Gibbons’ designs for the Meep spaceship and the Wrarth Warriors were faithfully recreated in the TV adventure, and during the May 2022 filming, as documented on Doctor Who: Unleashed, both Gibbons and Pat Mills visited the set of the London steelworks (actually Uskmouth Power Station in Newport, Wales) where the Meep’s ship crashed. Tennant had them sign a copy of the comic containing the strip, and they were both introduced to the Meep in person.

Doctor Who and the Star Beast comic page detail - Doctor Who Unleashed screengrab

Doctor Who producer Phil Collinson and Tennant both remembered owning the original comic strip – which they recall came with a set of free transfers – as children, and Collinson still has a copy stored away in the loft. A wise move from him, as it’s a challenge to find now. Unless you know someone who has been stockpiling the comics, second-hand copies of the trade paperback collection that includes “The Star Beast” are currently only available for in the region of £70 second-hand. However, it has also been adapted by Big Finish, starring Tom Baker himself.
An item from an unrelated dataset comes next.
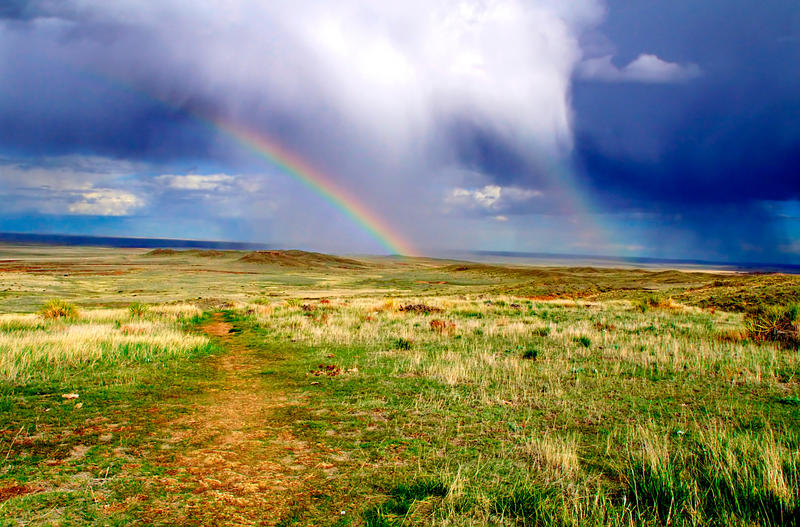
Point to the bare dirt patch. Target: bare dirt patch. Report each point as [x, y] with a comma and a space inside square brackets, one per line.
[236, 460]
But if you do find the comic, you’ll note how much it is basically a blueprint for modern Who, circa 2005. “Doctor Who and the Star Beast” will seem very familiar if you have seen any of Russell T Davies’ episodes set in the present day. At one point Tom Baker’s Fourth Doctor wears a sombrero, something Steven Moffat must be furious he never got to put on Matt Smith.

What Happens in the Comic

First of all: the setting. “Doctor Who and the Star Beast” takes place in a British Northern town in the 1980s, where there are rumours that a UFO has crashed. The rumours are dismissed because aliens would never go to a dump like the fictional town of Blackcastle.

The comic story has two strands. One is the story of two kids finding an adorable alien called Beep the Meep and taking him (the Meep’s pronouns are “he/him” in the comic) home. You might call it an E.T. parody, except E.T. wasn’t released until two years after the comic was published (although director Rachel Talalay returned the favour by paying homage to E.T.’s ‘alien hiding in a pile of cuddly toys’ scene).